Victor Hugo Fullscreen Les Miserables 2 (1862)

Pause

Thenardier continued:—

“Mon Dieu! You might have shouted ‘stop thief’ a bit, and I should not have thought it improper.

‘Murder!’

That, too, is said occasionally, and, so far as I am concerned, I should not have taken it in bad part.

It is very natural that you should make a little row when you find yourself with persons who don’t inspire you with sufficient confidence.

You might have done that, and no one would have troubled you on that account.

You would not even have been gagged.

And I will tell you why.

This room is very private.

That’s its only recommendation, but it has that in its favor.

You might fire off a mortar and it would produce about as much noise at the nearest police station as the snores of a drunken man.

Here a cannon would make a boum, and the thunder would make a pouf.

It’s a handy lodging.

But, in short, you did not shout, and it is better so.

I present you my compliments, and I will tell you the conclusion that I draw from that fact: My dear sir, when a man shouts, who comes?

The police.

And after the police?

Justice.

Well! You have not made an outcry; that is because you don’t care to have the police and the courts come in any more than we do.

It is because,—I have long suspected it,—you have some interest in hiding something.

On our side we have the same interest. So we can come to an understanding.”

As he spoke thus, it seemed as though Thenardier, who kept his eyes fixed on M. Leblanc, were trying to plunge the sharp points which darted from the pupils into the very conscience of his prisoner.

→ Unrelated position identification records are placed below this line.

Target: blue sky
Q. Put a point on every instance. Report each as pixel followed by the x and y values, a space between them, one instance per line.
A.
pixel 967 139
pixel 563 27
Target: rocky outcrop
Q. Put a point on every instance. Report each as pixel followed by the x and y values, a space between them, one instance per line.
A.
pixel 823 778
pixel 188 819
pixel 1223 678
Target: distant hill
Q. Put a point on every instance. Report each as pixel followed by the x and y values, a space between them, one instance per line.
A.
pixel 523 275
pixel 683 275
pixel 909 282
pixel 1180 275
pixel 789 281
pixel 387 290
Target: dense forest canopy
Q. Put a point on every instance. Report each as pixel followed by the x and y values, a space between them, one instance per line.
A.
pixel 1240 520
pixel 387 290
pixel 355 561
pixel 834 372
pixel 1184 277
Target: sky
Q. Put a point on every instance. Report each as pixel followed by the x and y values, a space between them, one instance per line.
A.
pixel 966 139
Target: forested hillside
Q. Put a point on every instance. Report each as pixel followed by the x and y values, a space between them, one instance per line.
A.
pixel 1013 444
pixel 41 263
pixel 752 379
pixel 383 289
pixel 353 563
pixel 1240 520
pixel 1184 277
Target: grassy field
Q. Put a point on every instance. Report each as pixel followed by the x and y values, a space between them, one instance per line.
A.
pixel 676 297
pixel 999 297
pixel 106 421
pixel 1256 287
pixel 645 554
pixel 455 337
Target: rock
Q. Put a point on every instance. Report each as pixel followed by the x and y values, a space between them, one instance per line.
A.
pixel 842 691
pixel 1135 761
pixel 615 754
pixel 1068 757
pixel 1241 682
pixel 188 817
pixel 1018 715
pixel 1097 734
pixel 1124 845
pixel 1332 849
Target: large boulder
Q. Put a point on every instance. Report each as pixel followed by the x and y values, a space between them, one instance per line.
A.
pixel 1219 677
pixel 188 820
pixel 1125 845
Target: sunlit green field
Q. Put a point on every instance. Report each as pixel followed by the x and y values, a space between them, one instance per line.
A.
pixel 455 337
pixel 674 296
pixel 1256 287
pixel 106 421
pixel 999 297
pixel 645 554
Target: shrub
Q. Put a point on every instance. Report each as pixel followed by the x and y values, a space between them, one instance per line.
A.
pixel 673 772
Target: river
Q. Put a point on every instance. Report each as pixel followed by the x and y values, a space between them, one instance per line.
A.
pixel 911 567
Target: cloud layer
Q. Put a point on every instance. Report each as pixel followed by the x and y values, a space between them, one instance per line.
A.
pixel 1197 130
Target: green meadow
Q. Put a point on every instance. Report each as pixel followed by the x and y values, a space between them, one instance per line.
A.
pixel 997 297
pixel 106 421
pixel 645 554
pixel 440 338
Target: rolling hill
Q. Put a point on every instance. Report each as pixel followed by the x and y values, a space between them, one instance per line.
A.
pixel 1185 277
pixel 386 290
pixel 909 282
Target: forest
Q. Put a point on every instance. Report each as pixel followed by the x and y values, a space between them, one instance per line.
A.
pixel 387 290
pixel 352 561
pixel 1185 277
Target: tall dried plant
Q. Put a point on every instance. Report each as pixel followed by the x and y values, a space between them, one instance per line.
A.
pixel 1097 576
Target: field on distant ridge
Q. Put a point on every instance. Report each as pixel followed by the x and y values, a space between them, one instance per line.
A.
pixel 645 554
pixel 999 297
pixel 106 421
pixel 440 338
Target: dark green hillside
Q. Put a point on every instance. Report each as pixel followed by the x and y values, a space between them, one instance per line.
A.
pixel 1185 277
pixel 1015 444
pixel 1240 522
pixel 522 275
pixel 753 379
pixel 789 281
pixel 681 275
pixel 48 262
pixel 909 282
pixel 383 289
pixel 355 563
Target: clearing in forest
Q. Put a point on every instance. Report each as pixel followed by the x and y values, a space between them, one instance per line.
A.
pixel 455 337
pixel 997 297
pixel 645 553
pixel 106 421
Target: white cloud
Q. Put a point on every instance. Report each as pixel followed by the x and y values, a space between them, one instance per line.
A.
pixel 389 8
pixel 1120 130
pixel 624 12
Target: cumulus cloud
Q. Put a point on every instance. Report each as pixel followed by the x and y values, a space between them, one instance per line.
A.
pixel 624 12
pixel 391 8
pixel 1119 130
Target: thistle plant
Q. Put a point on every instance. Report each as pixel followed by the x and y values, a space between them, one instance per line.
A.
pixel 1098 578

Moreover, his language, which was stamped with a sort of moderated, subdued insolence and crafty insolence, was reserved and almost choice, and in that rascal, who had been nothing but a robber a short time previously, one now felt “the man who had studied for the priesthood.”

The silence preserved by the prisoner, that precaution which had been carried to the point of forgetting all anxiety for his own life, that resistance opposed to the first impulse of nature, which is to utter a cry, all this, it must be confessed, now that his attention had been called to it, troubled Marius, and affected him with painful astonishment.

Thenardier’s well-grounded observation still further obscured for Marius the dense mystery which enveloped that grave and singular person on whom Courfeyrac had bestowed the sobriquet of Monsieur Leblanc.

But whoever he was, bound with ropes, surrounded with executioners, half plunged, so to speak, in a grave which was closing in upon him to the extent of a degree with every moment that passed, in the presence of Thenardier’s wrath, as in the presence of his sweetness, this man remained impassive; and Marius could not refrain from admiring at such a moment the superbly melancholy visage.

Here, evidently, was a soul which was inaccessible to terror, and which did not know the meaning of despair.

Here was one of those men who command amazement in desperate circumstances.

Extreme as was the crisis, inevitable as was the catastrophe, there was nothing here of the agony of the drowning man, who opens his horror-filled eyes under the water.

Thenardier rose in an unpretending manner, went to the fireplace, shoved aside the screen, which he leaned against the neighboring pallet, and thus unmasked the brazier full of glowing coals, in which the prisoner could plainly see the chisel white-hot and spotted here and there with tiny scarlet stars.

Then Thenardier returned to his seat beside M. Leblanc.

“I continue,” said he.

“We can come to an understanding.

Let us arrange this matter in an amicable way.

I was wrong to lose my temper just now, I don’t know what I was thinking of, I went a great deal too far, I said extravagant things.

For example, because you are a millionnaire, I told you that I exacted money, a lot of money, a deal of money.

That would not be reasonable.

Mon Dieu, in spite of your riches, you have expenses of your own—who has not?

I don’t want to ruin you, I am not a greedy fellow, after all.

I am not one of those people who, because they have the advantage of the position, profit by the fact to make themselves ridiculous.

Why, I’m taking things into consideration and making a sacrifice on my side.

I only want two hundred thousand francs.”

M. Leblanc uttered not a word.

Thenardier went on:—

“You see that I put not a little water in my wine; I’m very moderate.

I don’t know the state of your fortune, but I do know that you don’t stick at money, and a benevolent man like yourself can certainly give two hundred thousand francs to the father of a family who is out of luck.

Certainly, you are reasonable, too; you haven’t imagined that I should take all the trouble I have to-day and organized this affair this evening, which has been labor well bestowed, in the opinion of these gentlemen, merely to wind up by asking you for enough to go and drink red wine at fifteen sous and eat veal at Desnoyer’s.

Two hundred thousand francs—it’s surely worth all that.

This trifle once out of your pocket, I guarantee you that that’s the end of the matter, and that you have no further demands to fear.